The decision to end merger talks came after a meeting on Friday between French Finance Minister Bruno Le Maire and Couche-Tard’s founder and chairman, Alain Bouchard, the sources said, speaking on condition of anonymity as the matter is confidential. Couche-Tard and Carrefour declined to comment, Pamela Barbaglia and Gwénaëlle Barzic reported for Reuters.


Earlier on Friday, the Associated Press (AP) also reported that France ruled out any sale of grocer Carrefour on food security grounds, prompting the Canadian firm and its allies to mount a last-ditch attempt to salvage the deal.


“Food security is strategic for our country so that’s why we don’t sell a big French retailer. My answer is extremely clear: We are not in favor of the deal. The no is polite but it’s a clear and final no,” Le Maire said.


Couche-Tard had hoped to win state blessing by offering commitments on both jobs and France’s food supply chain and by keeping the merged entity listed in both Paris and Toronto, with Carrefour boss Alexandre Bompard and his Couche-Tard counterpart Brian Hannasch leading it as co-CEOs, one of the sources said.


The plan included a pledge to keep the new entity’s global strategic operations in France and having French nationals on its board, he said. Couche-Tard, advised by Rothschild, was also going to pump about 3 billion euros of investments into the French retailer which was working on the deal with Lazard.


The proposal was widely backed by Carrefour which employs 105,000 workers in France, its largest market, making it the country’s biggest private-sector employer.

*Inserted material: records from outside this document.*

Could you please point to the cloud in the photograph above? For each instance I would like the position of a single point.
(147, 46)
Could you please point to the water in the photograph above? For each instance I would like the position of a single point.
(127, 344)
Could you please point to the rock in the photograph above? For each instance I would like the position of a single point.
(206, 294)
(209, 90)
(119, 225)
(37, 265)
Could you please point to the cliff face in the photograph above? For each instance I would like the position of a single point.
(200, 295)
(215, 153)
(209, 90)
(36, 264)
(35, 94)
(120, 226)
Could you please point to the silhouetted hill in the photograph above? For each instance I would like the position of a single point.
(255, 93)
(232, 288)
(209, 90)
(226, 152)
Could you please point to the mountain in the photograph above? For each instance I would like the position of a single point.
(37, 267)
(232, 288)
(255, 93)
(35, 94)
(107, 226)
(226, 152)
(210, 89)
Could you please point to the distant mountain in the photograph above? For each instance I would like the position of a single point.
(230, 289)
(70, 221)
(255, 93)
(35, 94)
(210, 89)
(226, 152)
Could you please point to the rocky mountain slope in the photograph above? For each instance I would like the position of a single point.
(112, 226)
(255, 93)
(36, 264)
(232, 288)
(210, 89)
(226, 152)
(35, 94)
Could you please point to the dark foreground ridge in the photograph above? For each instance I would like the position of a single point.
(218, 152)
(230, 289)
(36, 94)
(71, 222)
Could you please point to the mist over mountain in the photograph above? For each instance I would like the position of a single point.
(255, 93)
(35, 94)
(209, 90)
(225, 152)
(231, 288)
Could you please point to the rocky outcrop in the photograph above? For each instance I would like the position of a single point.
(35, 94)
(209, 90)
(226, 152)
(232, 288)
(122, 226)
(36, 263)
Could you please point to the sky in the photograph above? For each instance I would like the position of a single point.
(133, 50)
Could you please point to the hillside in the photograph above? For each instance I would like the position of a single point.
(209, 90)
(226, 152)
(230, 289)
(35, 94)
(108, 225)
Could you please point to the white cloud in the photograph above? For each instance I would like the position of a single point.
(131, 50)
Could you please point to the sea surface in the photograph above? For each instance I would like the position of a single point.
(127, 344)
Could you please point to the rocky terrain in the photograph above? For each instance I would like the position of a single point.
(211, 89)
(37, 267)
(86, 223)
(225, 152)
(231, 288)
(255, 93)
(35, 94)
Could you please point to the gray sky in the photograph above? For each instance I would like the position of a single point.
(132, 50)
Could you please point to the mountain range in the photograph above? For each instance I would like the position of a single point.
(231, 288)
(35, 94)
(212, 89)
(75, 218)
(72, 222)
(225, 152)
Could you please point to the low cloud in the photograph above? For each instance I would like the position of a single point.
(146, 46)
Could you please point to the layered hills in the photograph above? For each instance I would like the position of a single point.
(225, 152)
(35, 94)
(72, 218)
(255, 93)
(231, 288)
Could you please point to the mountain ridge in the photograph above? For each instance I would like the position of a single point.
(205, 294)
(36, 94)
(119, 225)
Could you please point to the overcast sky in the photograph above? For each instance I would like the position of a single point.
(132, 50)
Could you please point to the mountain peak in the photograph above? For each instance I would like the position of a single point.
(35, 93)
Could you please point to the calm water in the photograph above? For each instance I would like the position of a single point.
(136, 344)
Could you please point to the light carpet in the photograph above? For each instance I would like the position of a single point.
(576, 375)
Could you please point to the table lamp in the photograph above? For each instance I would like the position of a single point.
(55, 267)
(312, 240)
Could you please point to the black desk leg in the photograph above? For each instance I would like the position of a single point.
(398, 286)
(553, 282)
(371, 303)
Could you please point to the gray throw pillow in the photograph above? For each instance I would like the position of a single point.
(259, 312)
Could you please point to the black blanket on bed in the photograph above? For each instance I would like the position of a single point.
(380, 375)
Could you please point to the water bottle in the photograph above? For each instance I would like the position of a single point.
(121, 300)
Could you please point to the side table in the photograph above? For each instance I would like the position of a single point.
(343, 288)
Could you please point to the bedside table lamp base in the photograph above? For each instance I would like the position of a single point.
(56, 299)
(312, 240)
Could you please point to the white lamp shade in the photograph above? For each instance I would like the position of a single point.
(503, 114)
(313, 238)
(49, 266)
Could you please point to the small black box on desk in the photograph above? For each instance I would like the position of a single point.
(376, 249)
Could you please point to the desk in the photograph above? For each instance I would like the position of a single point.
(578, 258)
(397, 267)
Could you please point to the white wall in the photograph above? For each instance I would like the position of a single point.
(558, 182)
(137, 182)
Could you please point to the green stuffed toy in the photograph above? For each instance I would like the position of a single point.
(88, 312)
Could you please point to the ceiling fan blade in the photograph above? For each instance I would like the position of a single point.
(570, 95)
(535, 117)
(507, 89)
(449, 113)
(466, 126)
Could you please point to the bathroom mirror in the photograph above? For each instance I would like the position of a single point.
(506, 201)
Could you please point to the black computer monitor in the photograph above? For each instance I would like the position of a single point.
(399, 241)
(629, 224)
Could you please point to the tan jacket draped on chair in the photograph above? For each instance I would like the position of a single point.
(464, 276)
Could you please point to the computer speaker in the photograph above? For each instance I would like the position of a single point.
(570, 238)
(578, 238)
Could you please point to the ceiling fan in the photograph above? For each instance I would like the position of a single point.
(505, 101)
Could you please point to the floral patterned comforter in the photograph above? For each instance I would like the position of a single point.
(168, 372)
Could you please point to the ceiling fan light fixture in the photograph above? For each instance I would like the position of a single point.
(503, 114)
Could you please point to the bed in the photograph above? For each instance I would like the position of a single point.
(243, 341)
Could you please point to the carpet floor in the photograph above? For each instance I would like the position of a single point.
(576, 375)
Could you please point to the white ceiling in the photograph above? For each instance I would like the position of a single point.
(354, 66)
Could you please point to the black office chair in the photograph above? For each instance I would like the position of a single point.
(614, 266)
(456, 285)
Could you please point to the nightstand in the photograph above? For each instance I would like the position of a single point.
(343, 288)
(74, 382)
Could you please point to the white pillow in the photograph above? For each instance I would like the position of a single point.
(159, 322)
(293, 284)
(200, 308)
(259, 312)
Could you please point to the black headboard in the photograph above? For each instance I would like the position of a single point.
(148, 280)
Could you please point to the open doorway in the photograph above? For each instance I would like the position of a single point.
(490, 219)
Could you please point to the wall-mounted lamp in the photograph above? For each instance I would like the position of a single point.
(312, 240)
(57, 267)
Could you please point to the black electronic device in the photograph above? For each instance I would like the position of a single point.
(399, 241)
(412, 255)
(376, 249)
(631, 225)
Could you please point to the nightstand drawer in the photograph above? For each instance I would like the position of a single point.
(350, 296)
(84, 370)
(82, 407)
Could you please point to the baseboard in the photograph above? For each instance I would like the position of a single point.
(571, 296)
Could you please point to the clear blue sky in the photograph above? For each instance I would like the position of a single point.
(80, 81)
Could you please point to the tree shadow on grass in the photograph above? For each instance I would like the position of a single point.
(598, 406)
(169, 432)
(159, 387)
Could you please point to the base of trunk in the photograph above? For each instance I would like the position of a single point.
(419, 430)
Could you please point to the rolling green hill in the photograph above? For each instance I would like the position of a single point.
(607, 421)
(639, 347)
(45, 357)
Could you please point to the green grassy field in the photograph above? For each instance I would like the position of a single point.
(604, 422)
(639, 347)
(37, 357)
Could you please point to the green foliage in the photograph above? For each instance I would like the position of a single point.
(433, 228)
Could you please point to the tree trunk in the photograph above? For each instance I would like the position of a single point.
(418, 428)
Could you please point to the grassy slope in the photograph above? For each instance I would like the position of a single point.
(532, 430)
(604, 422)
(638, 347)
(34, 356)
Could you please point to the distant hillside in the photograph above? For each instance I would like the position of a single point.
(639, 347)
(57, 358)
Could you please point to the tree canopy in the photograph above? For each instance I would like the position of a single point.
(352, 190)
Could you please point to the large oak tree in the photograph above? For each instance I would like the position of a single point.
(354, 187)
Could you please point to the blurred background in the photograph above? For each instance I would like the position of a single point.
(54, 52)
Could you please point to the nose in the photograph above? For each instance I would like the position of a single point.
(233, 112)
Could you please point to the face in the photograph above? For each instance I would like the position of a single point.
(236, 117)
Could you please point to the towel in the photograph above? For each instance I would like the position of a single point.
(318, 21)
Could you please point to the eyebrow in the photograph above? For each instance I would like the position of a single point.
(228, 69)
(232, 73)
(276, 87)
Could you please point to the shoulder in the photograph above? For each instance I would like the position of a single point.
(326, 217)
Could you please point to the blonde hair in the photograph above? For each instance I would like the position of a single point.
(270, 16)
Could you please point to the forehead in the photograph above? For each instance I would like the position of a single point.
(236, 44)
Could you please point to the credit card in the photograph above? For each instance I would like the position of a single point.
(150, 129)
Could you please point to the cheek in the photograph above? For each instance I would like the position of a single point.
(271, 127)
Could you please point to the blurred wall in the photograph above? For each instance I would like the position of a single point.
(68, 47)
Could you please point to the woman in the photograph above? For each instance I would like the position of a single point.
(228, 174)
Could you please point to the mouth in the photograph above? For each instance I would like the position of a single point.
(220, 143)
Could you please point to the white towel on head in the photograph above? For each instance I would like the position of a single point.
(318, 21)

France’s rejection of the deal less than 24 hours after talks were confirmed sparked grumbling in some business circles over how French President Emmanuel Macron, a former investment banker, is turning away foreign investment.


Some politicians and bankers said the pushback could tarnish Macron’s pro-business image, while others highlighted that the COVID-19 crisis had forced more than one country to redefine its strategic national interests.